Autumn isn’t typically the time of year to be thinking about planting seeds.  It’s the time of harvest, the time of storing up and shoring up.  But in the wake of the Climate March and Strike, we found ourselves today wondering what seeds we can plant, among ourselves and others, to inspire change and movement around the coming chaos, disaster, and mass death that unchecked climate change will surely bring.

And so I found myself wondering if things might have been different if the environmental movement had had a different message all along. When I was growing up, and maybe even as recently as a few years ago, I received the message of the environmental movement as a message about the Earth: protect the Earth, keep it clean.  I dutifully recycled and took public transit and ate no, or at least less, meat.  But Greta Thunberg and her young allies in climate activism put it bluntly: The future for young people looks fragile, even bleak, indeed, and even more fragile and bleak for the young people of the developing world.  The Earth will survive us if necessary.  But we will not survive an Earth that is rapidly warming, flooding, storming, and burning, much of it aggravated (even if all of not directly caused) by human activity.  Climate change deniers may scoff at the idea of protecting the spotted owl from extinction until they realize, likely too late, how the spotted owl (or any other vulnerable species) is also a canary in a coal mine.

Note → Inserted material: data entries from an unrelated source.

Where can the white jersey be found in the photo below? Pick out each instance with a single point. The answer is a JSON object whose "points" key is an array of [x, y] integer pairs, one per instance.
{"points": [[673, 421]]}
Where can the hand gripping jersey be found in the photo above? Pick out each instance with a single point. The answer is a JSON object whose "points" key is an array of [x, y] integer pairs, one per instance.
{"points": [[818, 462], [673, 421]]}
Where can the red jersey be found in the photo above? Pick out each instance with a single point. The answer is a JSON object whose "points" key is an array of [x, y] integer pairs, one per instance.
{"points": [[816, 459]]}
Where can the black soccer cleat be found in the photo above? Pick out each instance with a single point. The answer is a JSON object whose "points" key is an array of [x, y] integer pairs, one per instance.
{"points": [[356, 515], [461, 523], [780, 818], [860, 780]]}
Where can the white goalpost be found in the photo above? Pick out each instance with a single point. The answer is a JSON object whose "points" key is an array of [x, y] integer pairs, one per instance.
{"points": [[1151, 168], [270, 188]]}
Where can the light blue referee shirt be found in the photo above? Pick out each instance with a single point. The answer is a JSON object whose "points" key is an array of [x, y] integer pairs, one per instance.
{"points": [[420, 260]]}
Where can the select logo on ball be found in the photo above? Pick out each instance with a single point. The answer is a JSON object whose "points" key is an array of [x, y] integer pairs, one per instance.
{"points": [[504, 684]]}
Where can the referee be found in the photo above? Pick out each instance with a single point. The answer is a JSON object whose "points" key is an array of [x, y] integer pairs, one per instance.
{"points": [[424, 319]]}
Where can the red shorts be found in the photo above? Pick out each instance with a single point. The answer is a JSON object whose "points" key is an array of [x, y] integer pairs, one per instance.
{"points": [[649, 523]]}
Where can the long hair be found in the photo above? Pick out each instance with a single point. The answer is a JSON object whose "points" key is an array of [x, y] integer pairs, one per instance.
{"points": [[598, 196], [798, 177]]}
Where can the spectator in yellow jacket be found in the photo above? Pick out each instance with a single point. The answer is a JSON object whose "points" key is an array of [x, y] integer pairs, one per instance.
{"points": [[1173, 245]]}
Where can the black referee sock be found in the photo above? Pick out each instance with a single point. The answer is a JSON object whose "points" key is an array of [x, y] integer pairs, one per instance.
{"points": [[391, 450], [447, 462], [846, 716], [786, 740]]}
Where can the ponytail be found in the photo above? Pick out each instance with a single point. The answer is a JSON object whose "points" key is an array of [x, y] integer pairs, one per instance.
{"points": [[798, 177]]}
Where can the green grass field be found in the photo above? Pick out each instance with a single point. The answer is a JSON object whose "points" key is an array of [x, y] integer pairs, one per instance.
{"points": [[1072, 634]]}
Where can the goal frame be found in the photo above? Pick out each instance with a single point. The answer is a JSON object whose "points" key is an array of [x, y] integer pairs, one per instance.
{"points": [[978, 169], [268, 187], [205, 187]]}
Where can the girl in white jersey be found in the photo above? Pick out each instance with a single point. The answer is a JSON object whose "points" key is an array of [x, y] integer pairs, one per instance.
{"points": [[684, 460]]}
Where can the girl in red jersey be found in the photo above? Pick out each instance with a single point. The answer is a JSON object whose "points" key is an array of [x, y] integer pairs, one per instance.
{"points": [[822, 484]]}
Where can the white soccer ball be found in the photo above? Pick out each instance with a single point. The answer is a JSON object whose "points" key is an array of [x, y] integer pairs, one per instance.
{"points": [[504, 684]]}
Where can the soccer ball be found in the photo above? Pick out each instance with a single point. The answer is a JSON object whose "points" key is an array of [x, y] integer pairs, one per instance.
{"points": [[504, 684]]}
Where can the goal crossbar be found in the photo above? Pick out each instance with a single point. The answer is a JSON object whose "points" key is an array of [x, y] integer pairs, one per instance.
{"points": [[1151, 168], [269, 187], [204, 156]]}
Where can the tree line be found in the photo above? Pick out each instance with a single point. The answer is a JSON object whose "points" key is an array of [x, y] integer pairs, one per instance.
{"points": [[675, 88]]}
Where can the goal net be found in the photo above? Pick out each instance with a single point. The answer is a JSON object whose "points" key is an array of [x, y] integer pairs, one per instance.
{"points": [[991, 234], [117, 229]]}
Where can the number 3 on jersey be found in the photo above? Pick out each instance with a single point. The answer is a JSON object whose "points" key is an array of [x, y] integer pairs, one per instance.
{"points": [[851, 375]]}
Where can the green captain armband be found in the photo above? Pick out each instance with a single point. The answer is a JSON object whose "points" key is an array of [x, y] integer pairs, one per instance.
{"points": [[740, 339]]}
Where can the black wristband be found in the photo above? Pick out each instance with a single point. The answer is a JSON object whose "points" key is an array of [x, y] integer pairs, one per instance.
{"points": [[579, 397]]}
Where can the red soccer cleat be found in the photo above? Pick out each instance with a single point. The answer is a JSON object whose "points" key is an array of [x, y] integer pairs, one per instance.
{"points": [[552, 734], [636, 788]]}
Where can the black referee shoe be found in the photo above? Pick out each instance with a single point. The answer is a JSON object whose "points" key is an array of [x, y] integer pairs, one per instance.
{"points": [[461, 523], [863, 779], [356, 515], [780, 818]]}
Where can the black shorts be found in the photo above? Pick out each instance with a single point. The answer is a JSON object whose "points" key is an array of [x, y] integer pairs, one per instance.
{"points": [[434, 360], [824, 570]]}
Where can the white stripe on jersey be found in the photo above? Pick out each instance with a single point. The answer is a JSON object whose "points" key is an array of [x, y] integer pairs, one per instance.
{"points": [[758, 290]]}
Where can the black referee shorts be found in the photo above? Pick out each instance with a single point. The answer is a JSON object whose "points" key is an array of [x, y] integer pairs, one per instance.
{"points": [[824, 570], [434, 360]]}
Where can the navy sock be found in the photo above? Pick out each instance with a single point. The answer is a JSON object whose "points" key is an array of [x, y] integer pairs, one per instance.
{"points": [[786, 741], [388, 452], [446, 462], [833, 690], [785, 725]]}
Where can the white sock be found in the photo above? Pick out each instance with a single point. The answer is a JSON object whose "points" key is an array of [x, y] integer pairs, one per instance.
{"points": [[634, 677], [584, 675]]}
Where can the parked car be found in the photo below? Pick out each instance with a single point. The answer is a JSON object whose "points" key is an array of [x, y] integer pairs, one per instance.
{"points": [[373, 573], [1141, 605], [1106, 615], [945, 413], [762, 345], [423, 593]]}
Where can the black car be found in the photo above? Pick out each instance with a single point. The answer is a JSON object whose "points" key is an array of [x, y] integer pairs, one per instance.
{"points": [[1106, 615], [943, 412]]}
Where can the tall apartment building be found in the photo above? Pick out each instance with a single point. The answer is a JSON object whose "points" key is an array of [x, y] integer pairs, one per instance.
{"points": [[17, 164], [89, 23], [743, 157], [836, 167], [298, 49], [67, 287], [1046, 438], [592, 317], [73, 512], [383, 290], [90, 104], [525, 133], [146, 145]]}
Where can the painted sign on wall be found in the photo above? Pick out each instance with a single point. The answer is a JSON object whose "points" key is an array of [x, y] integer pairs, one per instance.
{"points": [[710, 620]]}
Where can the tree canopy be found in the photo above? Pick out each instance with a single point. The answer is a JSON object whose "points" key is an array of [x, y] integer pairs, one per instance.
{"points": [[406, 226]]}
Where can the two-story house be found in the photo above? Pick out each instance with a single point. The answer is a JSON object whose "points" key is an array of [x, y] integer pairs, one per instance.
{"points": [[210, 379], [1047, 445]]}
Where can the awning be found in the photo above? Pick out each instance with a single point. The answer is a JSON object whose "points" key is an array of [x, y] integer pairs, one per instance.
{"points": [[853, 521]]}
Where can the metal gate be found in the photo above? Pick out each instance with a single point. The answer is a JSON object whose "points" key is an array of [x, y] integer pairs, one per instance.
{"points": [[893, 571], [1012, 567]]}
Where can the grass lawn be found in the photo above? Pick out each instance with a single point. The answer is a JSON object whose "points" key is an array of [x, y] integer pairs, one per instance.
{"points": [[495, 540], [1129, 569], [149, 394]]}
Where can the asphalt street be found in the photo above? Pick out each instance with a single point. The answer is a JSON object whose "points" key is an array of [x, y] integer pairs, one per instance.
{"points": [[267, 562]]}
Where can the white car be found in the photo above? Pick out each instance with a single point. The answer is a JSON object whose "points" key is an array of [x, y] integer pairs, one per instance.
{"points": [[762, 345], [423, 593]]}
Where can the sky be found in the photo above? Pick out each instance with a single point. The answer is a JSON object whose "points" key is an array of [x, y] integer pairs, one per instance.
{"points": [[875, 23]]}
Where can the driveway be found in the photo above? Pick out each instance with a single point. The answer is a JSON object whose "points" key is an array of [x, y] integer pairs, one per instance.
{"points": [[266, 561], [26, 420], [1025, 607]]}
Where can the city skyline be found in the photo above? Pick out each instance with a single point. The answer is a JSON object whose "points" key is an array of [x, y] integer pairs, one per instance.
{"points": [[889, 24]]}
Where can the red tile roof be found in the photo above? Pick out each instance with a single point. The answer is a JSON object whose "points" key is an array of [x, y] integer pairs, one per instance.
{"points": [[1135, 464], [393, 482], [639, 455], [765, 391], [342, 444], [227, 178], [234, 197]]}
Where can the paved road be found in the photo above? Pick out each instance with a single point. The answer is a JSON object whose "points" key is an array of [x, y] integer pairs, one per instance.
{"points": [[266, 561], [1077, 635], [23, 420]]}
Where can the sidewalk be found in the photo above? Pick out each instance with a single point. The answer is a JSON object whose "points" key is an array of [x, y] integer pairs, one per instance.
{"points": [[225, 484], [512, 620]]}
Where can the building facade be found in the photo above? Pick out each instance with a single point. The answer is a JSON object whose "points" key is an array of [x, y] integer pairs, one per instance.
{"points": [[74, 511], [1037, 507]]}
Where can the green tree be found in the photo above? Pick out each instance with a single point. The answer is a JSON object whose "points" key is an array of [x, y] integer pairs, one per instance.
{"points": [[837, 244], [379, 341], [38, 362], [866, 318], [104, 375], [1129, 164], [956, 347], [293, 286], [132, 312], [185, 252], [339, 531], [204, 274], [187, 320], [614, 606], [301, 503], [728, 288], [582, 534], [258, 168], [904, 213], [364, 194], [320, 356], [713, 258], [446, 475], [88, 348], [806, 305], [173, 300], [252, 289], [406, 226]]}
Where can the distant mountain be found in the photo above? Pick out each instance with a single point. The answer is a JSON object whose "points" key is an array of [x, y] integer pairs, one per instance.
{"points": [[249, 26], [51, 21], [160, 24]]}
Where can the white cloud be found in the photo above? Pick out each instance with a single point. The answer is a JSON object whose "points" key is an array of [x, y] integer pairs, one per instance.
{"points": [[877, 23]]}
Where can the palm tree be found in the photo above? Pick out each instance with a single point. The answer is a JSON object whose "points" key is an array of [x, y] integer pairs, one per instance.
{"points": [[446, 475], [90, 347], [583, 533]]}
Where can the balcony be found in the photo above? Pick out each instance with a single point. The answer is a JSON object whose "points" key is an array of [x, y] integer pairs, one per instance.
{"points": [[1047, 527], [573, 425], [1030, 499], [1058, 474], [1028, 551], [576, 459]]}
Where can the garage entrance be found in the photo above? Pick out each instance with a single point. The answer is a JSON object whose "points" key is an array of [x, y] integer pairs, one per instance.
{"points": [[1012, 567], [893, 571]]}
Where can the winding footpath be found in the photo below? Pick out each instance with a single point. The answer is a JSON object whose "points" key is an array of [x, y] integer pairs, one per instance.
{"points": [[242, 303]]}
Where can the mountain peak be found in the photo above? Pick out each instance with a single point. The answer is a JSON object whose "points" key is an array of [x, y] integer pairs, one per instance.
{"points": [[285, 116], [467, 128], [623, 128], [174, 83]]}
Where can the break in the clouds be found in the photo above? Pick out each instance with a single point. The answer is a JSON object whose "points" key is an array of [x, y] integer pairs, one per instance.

So as the world darkens with the approach of fall, we think about seeds.  The Ancient Testimony today was, appropriately enough, the Parable of the Sower.  Many Christians are often guilty of a more androcentric view of creation than folks of other faiths, referring to the creation stories of the book of Genesis to support a view that Earth was made to serve humanity.  But this view has always seemed unlikely to me.  Whether it’s Jesus’s own parables and testimony speaking to God’s love of the Earth and all its creatures, the natural metaphors in them reflecting God’s tenderness towards life beyond human life, or the many examples from history and literature in which nature has the final say, humans are only part of the story of creation.

What seeds are we planting, and on which soil?  Rachel asked for folks to join them in caring for the trees along Thompson Street and lamented the loss of our compost bins while reminding us that they’d be available to help us sort our trash into bags until replacement bins could be found.  Thomas asked for volunteers for the New Sanctuary Coalition legal clinic.  Alan lifted up Micah and Lyla and everyone else who supported Judson’s presence at the march.  They may only be seeds, and we may not have full control over the path or the thorns or the soil.  But even Jesus sowed, and hoped.